All Prerequisites has been met and configurations as suggested in the documentation but issue persists.
https://goteleport.com/docs/enterprise/sso/google-workspace/

From a review of the debug logs, there appears to be a memory panic issue recorded with the below entry

http: panic serving 35.236.49.168:11090: runtime error: invalid memory address or nil pointer dereference

Bug details:

• Teleport version 10

• Recreation steps
  https://goteleport.com/docs/enterprise/sso/google-workspace/

• Debug logs
  Full debug logs and config files available internally.

gz#6250

[AndrewLeewis]

Adding context from the customer:

• The OIDC connector was the main reason for purchasing an enterprise license.
• Without the GSuite integration they are blocked from rolling it out to their team.

[espadolini]

@oshati Is it possible that the /var/lib/teleport/gworkspace-creds.json file as specified in the auth connector yaml is the JSON file for the OAuth Client ID rather than the JSON key file for the service account?
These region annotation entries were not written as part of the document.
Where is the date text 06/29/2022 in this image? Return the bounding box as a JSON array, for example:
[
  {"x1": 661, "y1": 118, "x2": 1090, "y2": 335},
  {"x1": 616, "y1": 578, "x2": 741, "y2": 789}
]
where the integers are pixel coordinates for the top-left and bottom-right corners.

The former (incorrect and not required) is like

{"web":{"client_id":"<redacted>.apps.googleusercontent.com","project_id":"<project name>","auth_uri":"https://accounts.google.com/o/oauth2/auth","token_uri":"https://oauth2.googleapis.com/token","auth_provider_x509_cert_url":"https://www.googleapis.com/oauth2/v1/certs","client_secret":"<redacted>"}}

while the latter (correct) one is like

{
  "type": "service_account",
  "project_id": "<project name>",
  "private_key_id": "<redacted>",
  "private_key": "-----BEGIN PRIVATE KEY-----<PRETTY BIG REDACTED>-----END PRIVATE KEY-----\n",
  "client_email": "<service account name>@<project name>.iam.gserviceaccount.com",
  "client_id": "<redacted number>",
  "auth_uri": "https://accounts.google.com/o/oauth2/auth",
  "token_uri": "https://oauth2.googleapis.com/token",
  "auth_provider_x509_cert_url": "https://www.googleapis.com/oauth2/v1/certs",
  "client_x509_cert_url": "https://www.googleapis.com/robot/v1/metadata/x509/<service account name>%40<project name>.iam.gserviceaccount.com"
}

If that's the case, then the panic is caused by an unfortunate oversight of the golang.org/x/oauth2/google API, but we can turn it into a more understandable error - and we should probably also give an example of the contents of the correct JSON key file in the docs.

[cemdorst]

@espadolini I can confirm that updating the OIDC connector config fix the issue. Thanks!

[espadolini]

Solved by #16003; now you'll get a hard error in the auth logs stating google: read JWT from JSON credentials: 'type' field is "some_other_type" (expected "service_account") which should make it much easier to diagnose.